With a practised move he pulled the tiny knife free from its sheath, loosing it eagerly from where it hung so innocuously on a silver chain around his neck. The blade was so sharp that time seemed to stand still as it slashed into the skin; the bright, lush red flowing out of the perfect wound only after the slightest pause.
"Napoleon..."
Illya held his wrist close to the parched lips and waited as the scent, the savour, the need, coalesced. Then, like a babe, Napoleon fed.
Illya waited until the room began to swirl dizzyingly around him. Then he pulled his wrist free, replacing it with a long kiss.
They parted with a smile. There was blood, bright, on Illya's mouth. Napoleon wiped it off then sucked his thumb clean. He felt very good.
Alive.
He laughed, softly. "I knew you'd come."
The certainty made Illya shiver. "I took so long. I might not have..."
"No, I knew."
Illya sighed. "You always did. Napoleon, how long have you lain here, how long have you been waiting? And how...?"
"I don't know. I wasn't at my sanest, myself. I knew you would come back, I knew it. I found my way here after a while. I just went to sleep and knew that when I awoke you would be at my side."

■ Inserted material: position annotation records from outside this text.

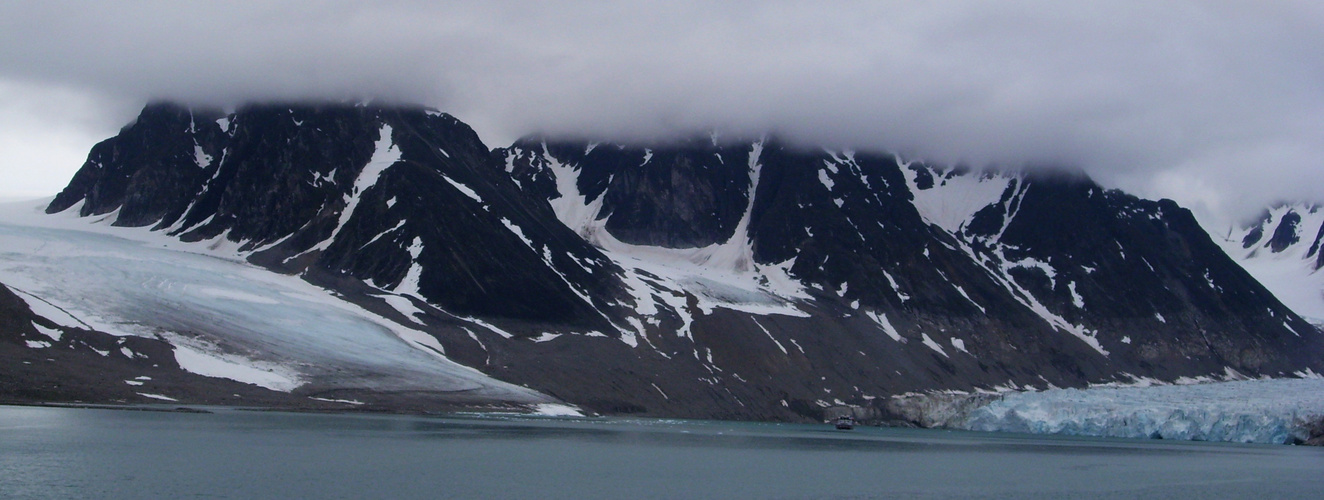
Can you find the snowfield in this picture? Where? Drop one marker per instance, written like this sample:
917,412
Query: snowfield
1245,412
224,316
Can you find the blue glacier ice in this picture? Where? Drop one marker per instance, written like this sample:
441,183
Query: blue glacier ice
1249,412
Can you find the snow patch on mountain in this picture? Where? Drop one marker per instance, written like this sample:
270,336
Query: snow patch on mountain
953,200
1288,273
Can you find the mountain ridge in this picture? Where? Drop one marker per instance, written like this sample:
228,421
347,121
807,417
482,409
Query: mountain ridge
707,278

"The world we knew is gone, everything has changed."
"How long?"
Illya shrugged. "Would you believe sixty years?"
Napoleon breathed deep, scenting the air. "Sixty years. Am I still like you, am I still young?"
"The same as the day you died. The day I..."
"Shush! No guilt, you must promise. We are both alive, after all."
"Napoleon, I have wanted you so much, needed you, mourned you." Illya hesitated, then went on almost shyly. "I am very glad you are alive."
"I trust that is Slavonic understatement at work. I am delirious that I am still alive!" Their glances met; sombre blue and warm brown. Napoleon grinned. "Thank you for coming back."
Illya shook his head. He had no words for this joy that welled from so deep inside him that it seemed to have no end. The madness was gone, fragmented.
He stood up and offered his hand to Napoleon. "Come, I'll show you the new world."
Together they walked out of the old apartment block and stood by the curb. The city was the same yet different. They laughed in surprise and delight as the thought slipped between their minds.
The same but different; just like ourselves.
In that was hope enough for the future.